Como brigava muito com os irmãos e irmãs, meu avô colocava todo mundo de castigo, um encostadinho no outro. Tio Ném se aproveitava para beliscar a perna dos que estivessem do lado dele. Lembrando esses casos, minha mãe acrescentava -"Ô Nem que era impossível"!
Parece que sempre gostou de bichos e chegou a levar para casa alguns bem estranhos – uma cobra, um porco-espinho – o que deixava sua mãe e as irmãs apavoradas. Esses casos foram enviados por minha irmã. Lendo-os, lembrei-me da tal cobra, que chegou dentro de uma caixa de madeira, se não me engano. E o conjunto caixa-cobra tinha um cheiro enjoativo, o mesmo que se sente na área de animais do Mercado Central de BH.
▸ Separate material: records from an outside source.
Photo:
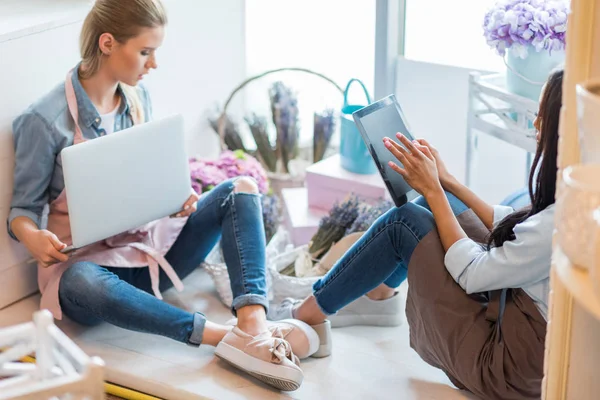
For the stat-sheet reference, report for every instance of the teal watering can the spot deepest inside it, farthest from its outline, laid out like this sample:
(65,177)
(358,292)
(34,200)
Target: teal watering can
(353,152)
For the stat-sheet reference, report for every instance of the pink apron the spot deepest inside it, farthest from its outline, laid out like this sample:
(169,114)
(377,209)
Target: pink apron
(142,247)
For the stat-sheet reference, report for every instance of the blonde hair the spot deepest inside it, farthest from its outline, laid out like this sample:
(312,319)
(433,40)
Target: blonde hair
(123,20)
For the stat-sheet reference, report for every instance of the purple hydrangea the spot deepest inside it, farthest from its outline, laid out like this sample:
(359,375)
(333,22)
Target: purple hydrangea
(206,174)
(521,24)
Já adulto, sem a menor cerimônia, pegava escondido as roupas (ternos e tudo o mais), calçava os sapatos super engraxados do tio Cici e ia para os bailes nas gafieiras. Quando o irmão ia vestir as roupas, elas estavam naquele estado deplorável. Mamãe dizia que tio Cici quase tinha um ataque, porque os ternos eram de linho branco e ele mesmo fazia questão de passar. Papai contava que os sapatos pareciam até de verniz de tanto que brilhavam. Tio Nem saía todo perfumado, fazia o maior sucesso com as barangas, voltava ainda mais “cheiroso” e simplesmente colocava de volta as roupas pro lugar de onde as tinha tirado.
Mamãe contava que ele vivia colocando minha avó em apuros, porque volta e meia levava uma namorada diferente para apresentar ("cada qual mais feia que a outra"). Nas palavras de minha irmã, “tinha uma tal de Lota e uma que eu adorava o nome – Bartolozita), a maioria do norte de Minas. Até hoje, quando eu pergunto pra ele ‘tio, a Bartolozita era bonita?’, ele responde com aquela cara dele: - ‘feia demais!’. Ele continua uma peça”.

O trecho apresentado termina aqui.